Over a career spanning more than 50 years, Richard has become a fixture of the British entertainment world, amassing many gold and platinum discs and awards, including three Brit Awards and two Ivor Novello Awards. He has had more than 130 singles, albums and EPs make the UK Top 20, more than any other artist and holds the record (with Elvis Presley) as the only act to make the UK singles charts in all of its first six decades (1950s–2000s). He has achieved 14 UK No. 1 singles (or 18, depending on the counting methodology) and is the only singer to have had a No. 1 single in the UK in 5 consecutive decades: the 1950s through to the 1990s. In 2008, he celebrated his 50th anniversary in music by releasing a greatest hits album, featuring the new track "Thank You for a Lifetime", which reached number 3 in the UK singles chart.

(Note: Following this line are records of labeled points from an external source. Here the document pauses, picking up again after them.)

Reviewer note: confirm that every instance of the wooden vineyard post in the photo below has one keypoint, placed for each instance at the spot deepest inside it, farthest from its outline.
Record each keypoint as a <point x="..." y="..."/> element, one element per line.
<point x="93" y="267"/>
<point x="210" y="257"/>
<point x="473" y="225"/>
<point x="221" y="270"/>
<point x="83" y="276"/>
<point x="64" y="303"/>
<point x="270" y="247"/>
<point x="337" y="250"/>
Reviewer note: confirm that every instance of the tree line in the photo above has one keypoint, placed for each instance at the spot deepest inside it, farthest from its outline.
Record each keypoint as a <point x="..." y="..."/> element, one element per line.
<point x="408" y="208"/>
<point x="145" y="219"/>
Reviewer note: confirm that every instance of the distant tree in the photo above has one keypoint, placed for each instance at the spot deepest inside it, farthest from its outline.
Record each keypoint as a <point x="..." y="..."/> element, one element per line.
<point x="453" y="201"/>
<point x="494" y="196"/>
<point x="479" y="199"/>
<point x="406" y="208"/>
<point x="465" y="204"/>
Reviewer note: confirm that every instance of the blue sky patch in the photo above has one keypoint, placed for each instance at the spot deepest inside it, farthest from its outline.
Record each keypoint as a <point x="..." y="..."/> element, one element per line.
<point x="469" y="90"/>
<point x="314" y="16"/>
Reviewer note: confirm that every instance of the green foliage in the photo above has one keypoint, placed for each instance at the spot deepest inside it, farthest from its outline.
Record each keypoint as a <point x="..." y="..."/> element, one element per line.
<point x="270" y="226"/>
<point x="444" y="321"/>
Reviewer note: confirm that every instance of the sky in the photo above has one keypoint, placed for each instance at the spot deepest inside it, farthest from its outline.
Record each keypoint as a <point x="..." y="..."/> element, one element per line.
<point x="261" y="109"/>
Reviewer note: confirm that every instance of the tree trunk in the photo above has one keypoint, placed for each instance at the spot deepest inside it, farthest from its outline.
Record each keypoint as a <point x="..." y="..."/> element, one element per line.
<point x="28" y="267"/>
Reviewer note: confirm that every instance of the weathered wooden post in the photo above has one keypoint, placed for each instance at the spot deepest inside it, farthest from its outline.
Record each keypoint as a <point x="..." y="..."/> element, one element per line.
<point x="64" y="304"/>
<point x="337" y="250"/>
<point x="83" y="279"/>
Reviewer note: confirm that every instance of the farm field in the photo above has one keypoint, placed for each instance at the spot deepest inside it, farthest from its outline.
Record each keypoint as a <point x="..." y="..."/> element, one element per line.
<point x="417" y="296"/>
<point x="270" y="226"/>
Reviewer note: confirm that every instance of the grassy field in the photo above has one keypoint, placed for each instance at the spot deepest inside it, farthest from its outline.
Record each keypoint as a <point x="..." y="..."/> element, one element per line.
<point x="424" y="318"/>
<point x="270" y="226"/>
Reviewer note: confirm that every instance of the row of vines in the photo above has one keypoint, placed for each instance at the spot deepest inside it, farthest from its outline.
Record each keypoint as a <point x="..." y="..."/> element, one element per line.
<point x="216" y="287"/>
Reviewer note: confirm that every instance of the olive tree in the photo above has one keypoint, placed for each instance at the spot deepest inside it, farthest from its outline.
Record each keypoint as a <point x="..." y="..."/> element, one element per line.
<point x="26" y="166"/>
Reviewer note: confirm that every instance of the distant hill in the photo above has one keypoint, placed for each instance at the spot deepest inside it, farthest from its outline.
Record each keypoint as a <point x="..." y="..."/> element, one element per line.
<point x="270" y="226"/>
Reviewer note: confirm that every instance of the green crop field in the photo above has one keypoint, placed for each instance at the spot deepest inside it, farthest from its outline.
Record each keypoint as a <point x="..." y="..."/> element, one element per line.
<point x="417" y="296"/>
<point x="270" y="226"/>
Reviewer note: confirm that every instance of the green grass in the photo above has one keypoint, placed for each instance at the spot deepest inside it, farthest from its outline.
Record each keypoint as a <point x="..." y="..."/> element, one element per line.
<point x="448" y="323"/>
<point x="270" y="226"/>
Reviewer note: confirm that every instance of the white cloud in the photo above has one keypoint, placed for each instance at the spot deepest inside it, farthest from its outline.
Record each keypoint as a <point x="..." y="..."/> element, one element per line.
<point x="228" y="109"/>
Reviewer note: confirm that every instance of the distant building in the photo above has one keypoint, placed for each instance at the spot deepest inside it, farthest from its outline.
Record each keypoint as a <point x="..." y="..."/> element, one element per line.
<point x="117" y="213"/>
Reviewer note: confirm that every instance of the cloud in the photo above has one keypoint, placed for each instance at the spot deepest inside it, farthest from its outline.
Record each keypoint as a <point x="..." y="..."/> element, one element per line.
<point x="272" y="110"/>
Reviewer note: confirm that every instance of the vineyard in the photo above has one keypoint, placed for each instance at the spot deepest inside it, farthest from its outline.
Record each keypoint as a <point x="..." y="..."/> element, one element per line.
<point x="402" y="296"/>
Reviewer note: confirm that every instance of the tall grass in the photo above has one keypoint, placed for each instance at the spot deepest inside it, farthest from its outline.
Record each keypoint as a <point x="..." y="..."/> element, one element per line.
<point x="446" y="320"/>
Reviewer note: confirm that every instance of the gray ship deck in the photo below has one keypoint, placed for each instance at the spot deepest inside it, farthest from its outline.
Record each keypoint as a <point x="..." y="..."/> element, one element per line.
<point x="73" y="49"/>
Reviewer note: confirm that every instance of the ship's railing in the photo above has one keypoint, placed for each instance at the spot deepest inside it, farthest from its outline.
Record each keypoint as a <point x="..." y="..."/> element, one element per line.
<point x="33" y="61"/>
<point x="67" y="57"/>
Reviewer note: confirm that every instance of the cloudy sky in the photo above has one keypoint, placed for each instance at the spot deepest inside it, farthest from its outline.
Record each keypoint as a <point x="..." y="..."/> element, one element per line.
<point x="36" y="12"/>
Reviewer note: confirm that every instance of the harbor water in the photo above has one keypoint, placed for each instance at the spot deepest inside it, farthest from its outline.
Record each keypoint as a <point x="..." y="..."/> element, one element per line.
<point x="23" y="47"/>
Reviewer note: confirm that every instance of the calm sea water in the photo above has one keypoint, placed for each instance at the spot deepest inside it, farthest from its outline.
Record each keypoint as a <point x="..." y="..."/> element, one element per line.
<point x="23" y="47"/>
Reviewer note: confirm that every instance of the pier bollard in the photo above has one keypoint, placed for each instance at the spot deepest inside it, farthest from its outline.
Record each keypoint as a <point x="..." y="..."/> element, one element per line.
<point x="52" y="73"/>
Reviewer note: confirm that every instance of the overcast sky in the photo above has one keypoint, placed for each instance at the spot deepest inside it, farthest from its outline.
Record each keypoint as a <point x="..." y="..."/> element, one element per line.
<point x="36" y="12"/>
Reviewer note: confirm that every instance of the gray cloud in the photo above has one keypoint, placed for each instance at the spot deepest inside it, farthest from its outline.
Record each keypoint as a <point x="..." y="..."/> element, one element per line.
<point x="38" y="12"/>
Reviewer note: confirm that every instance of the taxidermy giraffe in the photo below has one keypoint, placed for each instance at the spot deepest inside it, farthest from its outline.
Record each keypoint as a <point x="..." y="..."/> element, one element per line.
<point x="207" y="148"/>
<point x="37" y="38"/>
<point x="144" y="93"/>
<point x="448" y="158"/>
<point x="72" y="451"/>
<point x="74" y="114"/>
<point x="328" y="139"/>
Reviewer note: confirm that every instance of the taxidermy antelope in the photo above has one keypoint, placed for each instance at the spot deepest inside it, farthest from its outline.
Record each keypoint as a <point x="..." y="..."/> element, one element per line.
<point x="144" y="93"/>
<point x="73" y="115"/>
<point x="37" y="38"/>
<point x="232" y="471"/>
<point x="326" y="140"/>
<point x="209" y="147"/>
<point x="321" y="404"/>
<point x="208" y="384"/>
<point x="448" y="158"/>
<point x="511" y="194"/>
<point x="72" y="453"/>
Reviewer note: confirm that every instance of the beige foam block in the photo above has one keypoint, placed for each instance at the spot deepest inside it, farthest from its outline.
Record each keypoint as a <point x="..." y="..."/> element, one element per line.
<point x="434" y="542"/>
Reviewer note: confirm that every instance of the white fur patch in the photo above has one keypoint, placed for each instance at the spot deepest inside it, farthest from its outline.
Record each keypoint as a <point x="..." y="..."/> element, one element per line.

In November 2013, Richard released his latest album, The Fabulous Rock 'n' Roll Songbook, which became the 100th album of his career.
Richard has never achieved the same impact in the United States despite eight US Top 40 singles, including the million-selling "Devil Woman" and "We Don't Talk Anymore", the latter becoming the first to reach the Billboard Hot 100's top 40 in the 1980s by a singer who had been in the top 40 in the 1950s, 1960s and 1970s. In Canada, Richard achieved moderate success in the 1980s with several albums reaching platinum status. He has remained a popular music, film, and television personality in Australia, New Zealand, South Africa, Northern Europe and Asia, and he retains a following in other countries.
In August 2014, Richard was involved in a controversy about an accusation of historical sexual abuse against a boy which he strongly denied; this escalated to involve more than one allegation in the following year. Again, Richard vehemently denied the allegations. It is understood that he plans to seek damages for breach of privacy if he is not charged. He is also reportedly considering legal action against the BBC and South Yorkshire Police. David Crompton, defending South Yorkshire Police at the House of Commons enquiry, said that the leak had come from Operation Yewtree.
In 2004, Cliff reunited with The Shadows, his band, after 14 years, in a final UK tour. It was The Shadow's last show together.
Cliff is 5' 10.5" (1.79 m).
Cliff was born as Harry Rodger Webb.
Cliff has 3 younger sisters: Donella (born 1943), Jacqueline Ann (born 1947), and Joan (born 1950).
Sir Cliff Richard was one of the first 100 to be honoured with his name set into the pavement in London's 'Avenue of the Stars' in Convent Garden.